This three-part police procedural starts shockingly as we arrive with detectives Gemma Whelan and Jimmy Akingbowa on the scene of a double-fall from a London tower block which leaves two fatalities on the ground, one a seasoned and popular middle-aged police officer and the other a fifteen year-old Asian girl. Still on the roof are two witnesses to the tragedy, the young, Tahirah Sharif's female policewoman partner of the now-dead cop, who will become central to the polt and the other an innocent five-year-old boy, taken up there as a hostage by the young girl who also fell.
How this situation came about and then, how it plays out, comprises the narrative of this taut, if at times unrealistic-seeming drama as Whelan and Akingbowa get their teeth into the case in a storyline involving racism, perjury, misplaced loyalties, police politics and sex too as we see the young girl cop enter into an offair with her chief, Emmet J Scanlan. He then uses his position to manipulate her to protect the reputation (and widow's pension) of the dead policeman as well as covering up their illicit affair.
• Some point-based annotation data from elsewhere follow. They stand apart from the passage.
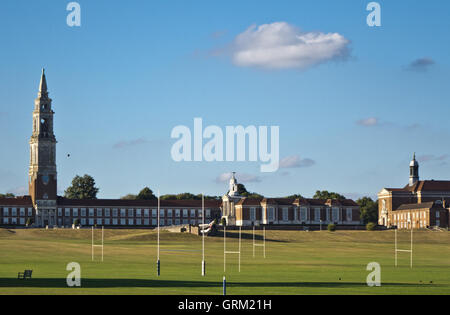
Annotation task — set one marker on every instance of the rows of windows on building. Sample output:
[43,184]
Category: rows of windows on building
[315,216]
[403,220]
[112,216]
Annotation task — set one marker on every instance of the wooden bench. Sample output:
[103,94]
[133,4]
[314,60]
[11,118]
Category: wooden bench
[25,275]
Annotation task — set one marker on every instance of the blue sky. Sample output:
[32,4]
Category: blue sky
[136,69]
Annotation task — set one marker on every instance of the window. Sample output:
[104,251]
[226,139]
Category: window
[285,214]
[252,214]
[335,214]
[303,214]
[317,217]
[271,214]
[349,214]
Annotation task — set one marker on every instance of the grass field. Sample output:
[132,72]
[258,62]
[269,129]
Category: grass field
[296,263]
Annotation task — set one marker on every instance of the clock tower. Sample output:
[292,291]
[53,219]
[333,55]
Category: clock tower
[42,172]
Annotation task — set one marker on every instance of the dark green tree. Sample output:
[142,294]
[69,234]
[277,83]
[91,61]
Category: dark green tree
[82,188]
[295,196]
[369,209]
[8,195]
[325,195]
[129,197]
[242,191]
[146,194]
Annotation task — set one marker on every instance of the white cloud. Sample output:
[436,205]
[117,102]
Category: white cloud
[368,122]
[421,64]
[241,178]
[280,46]
[294,161]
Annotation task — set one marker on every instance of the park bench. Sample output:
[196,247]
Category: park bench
[25,275]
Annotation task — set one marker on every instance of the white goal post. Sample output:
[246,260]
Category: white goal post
[263,245]
[94,245]
[225,252]
[397,250]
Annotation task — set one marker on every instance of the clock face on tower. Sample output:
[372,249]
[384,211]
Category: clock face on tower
[45,179]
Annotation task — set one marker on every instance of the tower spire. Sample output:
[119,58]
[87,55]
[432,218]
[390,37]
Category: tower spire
[413,171]
[43,83]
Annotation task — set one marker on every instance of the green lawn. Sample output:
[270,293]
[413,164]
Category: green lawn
[296,263]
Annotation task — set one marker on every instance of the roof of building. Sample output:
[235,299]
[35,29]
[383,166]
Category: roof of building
[424,186]
[16,201]
[137,203]
[423,205]
[249,202]
[303,201]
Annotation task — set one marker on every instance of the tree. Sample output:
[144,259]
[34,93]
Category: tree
[325,195]
[129,197]
[146,194]
[295,196]
[242,191]
[369,209]
[82,188]
[8,195]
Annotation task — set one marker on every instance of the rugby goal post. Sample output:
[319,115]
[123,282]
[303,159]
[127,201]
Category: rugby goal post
[397,250]
[225,252]
[255,244]
[94,245]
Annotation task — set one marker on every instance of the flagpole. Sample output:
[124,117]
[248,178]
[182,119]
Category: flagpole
[203,237]
[158,263]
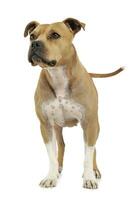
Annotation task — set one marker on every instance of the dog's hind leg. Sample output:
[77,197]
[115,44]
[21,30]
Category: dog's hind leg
[95,168]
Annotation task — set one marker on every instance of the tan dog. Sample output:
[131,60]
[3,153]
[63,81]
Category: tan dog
[65,95]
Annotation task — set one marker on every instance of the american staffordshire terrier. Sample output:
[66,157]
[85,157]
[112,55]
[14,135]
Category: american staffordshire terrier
[65,95]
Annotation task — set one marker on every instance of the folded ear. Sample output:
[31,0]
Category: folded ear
[30,27]
[74,25]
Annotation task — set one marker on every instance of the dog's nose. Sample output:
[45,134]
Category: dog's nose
[36,44]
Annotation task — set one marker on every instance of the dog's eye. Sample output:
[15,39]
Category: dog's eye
[54,35]
[32,37]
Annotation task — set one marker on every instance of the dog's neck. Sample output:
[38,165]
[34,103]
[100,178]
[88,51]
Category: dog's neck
[59,80]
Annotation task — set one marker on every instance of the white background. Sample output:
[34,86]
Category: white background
[110,41]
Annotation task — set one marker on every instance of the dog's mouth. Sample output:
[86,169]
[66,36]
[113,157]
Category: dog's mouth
[36,59]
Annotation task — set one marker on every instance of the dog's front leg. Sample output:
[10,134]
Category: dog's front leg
[91,174]
[50,141]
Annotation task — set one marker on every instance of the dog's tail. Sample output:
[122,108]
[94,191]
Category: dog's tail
[93,75]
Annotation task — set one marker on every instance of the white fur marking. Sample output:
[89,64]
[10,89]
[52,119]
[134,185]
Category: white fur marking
[63,107]
[89,175]
[53,174]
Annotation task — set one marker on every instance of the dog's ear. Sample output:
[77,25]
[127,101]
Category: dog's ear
[74,25]
[30,27]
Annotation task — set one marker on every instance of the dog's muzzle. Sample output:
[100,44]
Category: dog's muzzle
[36,52]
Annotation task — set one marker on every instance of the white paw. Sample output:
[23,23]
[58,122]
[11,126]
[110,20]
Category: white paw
[97,174]
[89,180]
[90,184]
[50,181]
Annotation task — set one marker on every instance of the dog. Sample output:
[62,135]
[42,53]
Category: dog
[65,95]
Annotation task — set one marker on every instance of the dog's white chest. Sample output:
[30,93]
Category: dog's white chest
[62,108]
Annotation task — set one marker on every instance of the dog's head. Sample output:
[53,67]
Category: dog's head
[50,44]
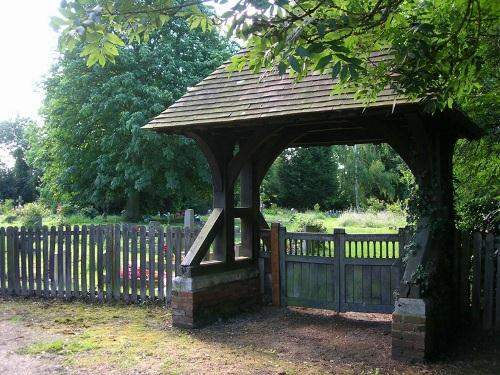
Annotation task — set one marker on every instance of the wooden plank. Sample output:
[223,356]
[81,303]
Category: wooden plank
[178,252]
[340,268]
[116,258]
[489,280]
[3,243]
[275,264]
[142,249]
[358,284]
[46,261]
[92,261]
[68,288]
[205,238]
[161,253]
[38,260]
[385,286]
[52,262]
[109,263]
[60,262]
[126,264]
[23,250]
[83,262]
[169,266]
[367,284]
[76,261]
[476,278]
[133,256]
[376,286]
[151,261]
[347,283]
[464,287]
[30,250]
[497,298]
[100,262]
Although some plot-holes were evident, such as Sharif's character inexplicably having no family or friends to turn to when she goes on the run, or her just happening to simultaneously be a key witness in taking down a murderous drug-lord, all this and she's only six months on the force, there was a lot to like here. Firstly I did appreciate the untied loose-ends still remaining at the conclusion and secondly it was good to at least watch a cop show which didn't extensively go into the personal lives of the main characters.
Well acted by Whelan and Sharif in particular, I see it's already generated a second series involving most of the main characters in which I'll be interested to see how they're utilised and presumably involve a tower block again.